A large segment of current contact lens research is directed towards the treatment and prevention of conditions resulting from contact lens contamination and colonization by foreign organisms. It is generally accepted by clinicians that the most significant complication of contact lens wear is microbial keratitis and that the most predominant microbial pathogen is Pseudomonas aeruginosa.[49] Other organisms are also major causative factors in bacterial keratitis associated with contact lens wear, although their prevalence varies across different locations. These include both the Staphylococcus species (aureus and epidermidis) and the Streptococcus species, among others.[50][51] Microbial keratitis is a serious focal point of current research due to its potentially devastating effect on the eye, including severe vision loss.[52]

One specific research topic of interest is how microbes such as Pseudomonas aeruginosa invade the eye and cause infection. Although the pathogenesis of microbial keratitis is not well understood, many different factors have been investigated. One group of researchers showed that corneal hypoxia exacerbated Pseudomonas binding to the corneal epithelium, internalization of the microbes, and induction of the inflammatory response.[53] One way to alleviate hypoxia is to increase the amount of oxygen transmitted to the cornea. Although silicone-hydrogel lenses almost eliminate hypoxia in patients due to their very high levels of oxygen transmissibility,[54] they also seem to provide a more efficient platform for bacterial contamination and corneal infiltration than other conventional hydrogel soft contact lenses. A recent study showed that Pseudomonas aeruginosa and Staphylococcus epidermis adhere much more strongly to silicone hydrogel contact lenses than conventional hydrogel contact lenses and that adhesion of Pseudomonas aeruginosa was 20 times stronger than adhesion of Staphylococcus epidermidis.[55] This might help to explain one reason why Pseudomonas infections are the most predominant.

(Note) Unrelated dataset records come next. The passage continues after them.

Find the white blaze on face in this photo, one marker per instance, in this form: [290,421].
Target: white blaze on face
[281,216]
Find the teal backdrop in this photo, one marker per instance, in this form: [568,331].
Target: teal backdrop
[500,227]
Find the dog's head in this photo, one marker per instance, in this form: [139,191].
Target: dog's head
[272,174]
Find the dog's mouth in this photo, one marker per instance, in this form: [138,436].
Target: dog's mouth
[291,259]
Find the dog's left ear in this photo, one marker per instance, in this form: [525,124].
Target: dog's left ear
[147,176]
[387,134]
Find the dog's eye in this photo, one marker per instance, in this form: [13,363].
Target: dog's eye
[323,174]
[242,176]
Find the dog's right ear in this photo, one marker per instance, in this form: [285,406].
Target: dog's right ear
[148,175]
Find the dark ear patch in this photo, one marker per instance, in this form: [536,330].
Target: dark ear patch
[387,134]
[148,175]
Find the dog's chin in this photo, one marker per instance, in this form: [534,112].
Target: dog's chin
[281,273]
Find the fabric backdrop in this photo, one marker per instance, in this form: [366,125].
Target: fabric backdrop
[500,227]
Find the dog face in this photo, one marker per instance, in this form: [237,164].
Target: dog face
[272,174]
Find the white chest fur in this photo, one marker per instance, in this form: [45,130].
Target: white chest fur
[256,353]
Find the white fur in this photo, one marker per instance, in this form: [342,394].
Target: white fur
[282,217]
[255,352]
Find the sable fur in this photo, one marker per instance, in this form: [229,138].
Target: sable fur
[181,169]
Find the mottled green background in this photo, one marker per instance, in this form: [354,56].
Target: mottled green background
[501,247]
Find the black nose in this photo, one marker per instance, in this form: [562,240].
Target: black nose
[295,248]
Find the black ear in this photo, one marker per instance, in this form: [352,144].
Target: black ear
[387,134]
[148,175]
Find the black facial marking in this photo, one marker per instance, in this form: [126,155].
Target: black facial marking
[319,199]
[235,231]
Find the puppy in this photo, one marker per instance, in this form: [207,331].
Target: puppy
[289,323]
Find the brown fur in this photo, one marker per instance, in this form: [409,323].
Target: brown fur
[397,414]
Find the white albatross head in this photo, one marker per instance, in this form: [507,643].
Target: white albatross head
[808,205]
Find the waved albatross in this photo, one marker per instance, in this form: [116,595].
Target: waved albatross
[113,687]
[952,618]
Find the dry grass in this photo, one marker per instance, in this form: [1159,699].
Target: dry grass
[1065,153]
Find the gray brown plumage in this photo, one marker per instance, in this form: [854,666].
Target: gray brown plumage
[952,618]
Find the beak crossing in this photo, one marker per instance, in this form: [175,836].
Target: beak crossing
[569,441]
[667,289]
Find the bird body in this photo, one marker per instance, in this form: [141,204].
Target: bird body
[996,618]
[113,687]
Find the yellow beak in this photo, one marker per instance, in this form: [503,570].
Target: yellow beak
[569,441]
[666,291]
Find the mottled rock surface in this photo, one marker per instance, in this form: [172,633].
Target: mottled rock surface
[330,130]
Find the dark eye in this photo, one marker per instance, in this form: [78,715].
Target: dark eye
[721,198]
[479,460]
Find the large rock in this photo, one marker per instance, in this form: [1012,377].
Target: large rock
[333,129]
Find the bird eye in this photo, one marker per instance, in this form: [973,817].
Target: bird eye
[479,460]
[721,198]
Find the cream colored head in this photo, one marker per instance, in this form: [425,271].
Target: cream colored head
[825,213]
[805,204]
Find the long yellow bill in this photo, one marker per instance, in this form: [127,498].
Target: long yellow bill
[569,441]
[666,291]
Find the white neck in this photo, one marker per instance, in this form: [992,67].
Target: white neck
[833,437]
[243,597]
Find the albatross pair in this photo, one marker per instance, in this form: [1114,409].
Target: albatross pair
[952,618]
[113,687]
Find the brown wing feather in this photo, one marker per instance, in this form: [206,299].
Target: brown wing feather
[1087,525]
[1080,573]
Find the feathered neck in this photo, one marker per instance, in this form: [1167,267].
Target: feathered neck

Another important area of contact lens research deals with patient compliance. Compliance is a major issue surrounding the use of contact lenses because patient noncompliance often leads to contamination of the lens, storage case, or both.[56][57][58] The introduction of multipurpose solutions and daily disposable lenses have helped to alleviate some of the problems observed from inadequate cleaning but new methods of combating microbial contamination are currently being developed. A silver-impregnated lens case has been developed which helps to eradicate any potentially contaminating microbes that come in contact with the lens case.[59] Additionally, a number of antimicrobial agents are being developed that have been embedded into contact lenses themselves. Contact lenses with covalently attached Selenium molecules have been shown to reduce bacterial colonization without adversely affecting the cornea of a rabbit eye[60] and octylglucoside used as a contact lens surfactant significantly decreases bacterial adhesion.[61] These compounds are of particular interest to contact lens manufacturers and prescribing optometrists because they do not require any patient compliance to effectively attenuate the effects of bacterial colonization.